NovelToon NovelToon

Re-Growth of Life

Buangan (1)

   “Kejar bocah itu! Jangan biarkan dia lari!” Salah satu pedagang berteriak marah.

   Aku melambai dengan satu roti di salah satu tanganku, “Aku hutang dulu ya, nanti aku bayar!” Aku tersenyum lebar, lari melewati kerumunan pembeli yang bingung apa yang terjadi.

   Dua menit kemudian aku berhasil lari dari pasar “keramat” itu.

   Napasku tersengal, laju lariku secara konstan menurun. Aku membuka tudung kepala jaketku, membiarkan angin segar di jalanan melewati kulit-kulitku yang kotor.

   “Haha, menu sarapan hari ini sudah siap.
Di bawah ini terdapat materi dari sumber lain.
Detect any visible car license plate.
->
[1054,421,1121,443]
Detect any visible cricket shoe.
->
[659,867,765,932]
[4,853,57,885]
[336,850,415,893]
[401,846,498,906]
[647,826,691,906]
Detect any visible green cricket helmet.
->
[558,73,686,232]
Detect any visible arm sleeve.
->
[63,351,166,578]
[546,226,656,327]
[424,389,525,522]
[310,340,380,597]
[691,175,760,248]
Tiga potong roti, satu potong nya buatku, dua potong nya lagi buat adekku.”

   Aku berlari-lari kecil kembali ke “rumah” ku, pasti dia senang setelah sekian lama tidak makan roti yang masih panas.

                              ***

   Lima menit berjalan dari pasar, kembali ke rumah itu keseharian seperti pertualangan hebat. Kadang aku “tidak” sengaja menjatuhkan barang belanjaan salah satu pembeli, pura-pura minta maaf, menunduk ikut mengumpulkan barang belanjaannya yang berserak. Dan jika orang itu lengah, aku memasukkan salah satu belanjaannya ke dalam kantong jaketku, lalu pergi dari pasar.

   Kadang juga aku bekerja sama dengan kucing liar. Haha, kelihatan mustahil bukan? Tapi inilah kenyataannya.

   Kucing mengalihkan perhatian mengambil dua ekor ikan bakar, sedangkan aku mengendap mengambil berapapun ikan bakar yang aku dapat dengan genggaman tanganku.

   Lalu kucing itu mengeong membuat pedagang itu sadar, lantas dia mengejek pedagang tersebut kemudian lari secepat mungkin.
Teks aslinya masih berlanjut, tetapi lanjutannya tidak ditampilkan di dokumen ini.